Autre avantage pour Macron: Attal pourrait bien donner une sorte de „coup de vieux“ à un certain nombre de dirigeants de l’opposition, à commencer par Jean-Luc Mélenchon et Marine Le Pen. Mais aussi, en mineur, et point seulement au regard de l’âge, à certains „barons“ de la majorité comme Bruno Le Maire, Gérald Darmanin ou Eric Dupont-Moretti; ou encore, hors du gouvernement, François Bayrou ou Richard Ferrand; voire au secrétaire général de l’Elysée, Alexis Kohler, qui a ferraillé jusqu’au bout contre la nomination du nouveau premier ministre.
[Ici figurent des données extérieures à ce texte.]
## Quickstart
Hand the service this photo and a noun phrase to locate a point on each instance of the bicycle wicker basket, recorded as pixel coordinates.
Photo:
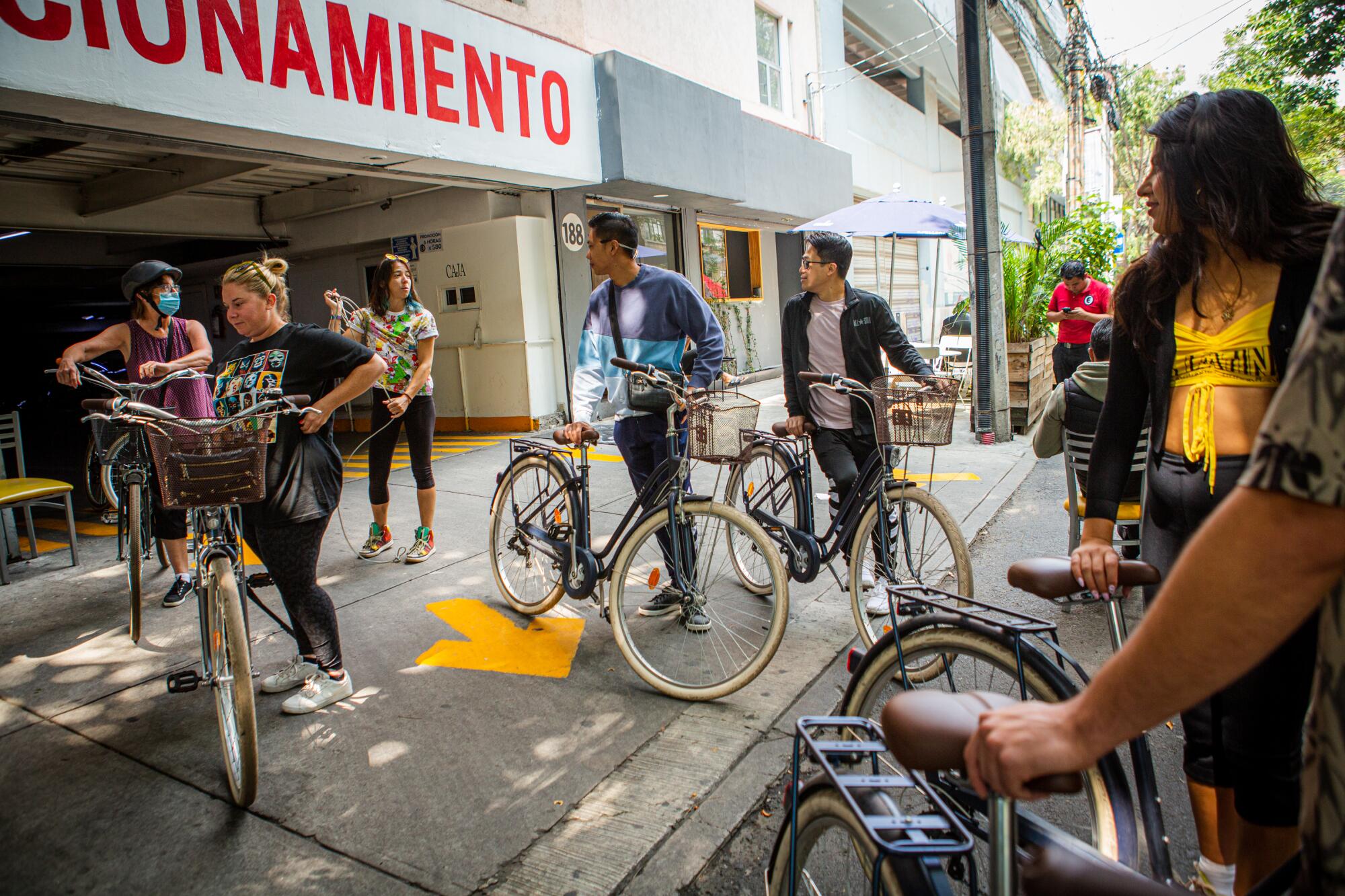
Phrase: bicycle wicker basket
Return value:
(915, 411)
(116, 443)
(715, 421)
(204, 463)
Survivre à „l’enfer de Matignon“
A l’inverse, ce dernier présente, pour le chef de l’Etat, certains risques. Il y a d’abord que „l’enfer de Matignon“, comme on l’appelle souvent, non sans raison, use beaucoup et vite son titulaire. Ce carrefour de toutes les décisions techniques, sous l’autorité présidentielle, suppose de consacrer un temps, une énergie et un entregent considérables à régler des conflits entre ministres, entre régions, entre administrations, entre ténors de la majorité … Il faudra au jeune Attal, sans forte expérience gouvernementale, réussir à y survivre. Car la nécessité de nommer un troisième titulaire en cinq ans, sans être une nouveauté absolue, ressemblerait fort à un constat d’échec présidentiel.
Certes, la jeunesse d’Attal ne le prive pas d’une grande souplesse relationnelle et d’un vrai sens du contact, qui lui seront d’un précieux secours. Mais il sera mis à rude épreuve, et devra faire preuve de beaucoup d’autorité sur ses aînés. Dès hier par exemple, Gérald Darmanin ne s’est pas privé, alors que la liste des nouveaux ministres restait encore secrète, d’assurer à la télévision qu’il allait rester à l’Intérieur. En outre, si Matignon réussit trop bien, c’est l’Elysée qui, paradoxalement, peut en pâtir: M. Macron risque de voir sa popularité largement dépassée par celle de son protégé.
Mais surtout, les problèmes qu’a quittés la précédente première ministre demeurent. L’ouverture d’esprit et l’affabilité de Gabriel Attal, même si elles sont perçues dans l’opposition modérée comme plus favorables au dialogue que la rigueur austère de Mme Borne, suffiront-elles à convaincre une partie au moins de la droite, et/ou de la gauche, à rejoindre la majorité présidentielle, pour la transformer enfin en majorité parlementaire? Sauf ouverture spectaculaire dans la composition du nouveau gouvernement, rien n’est moins sûr.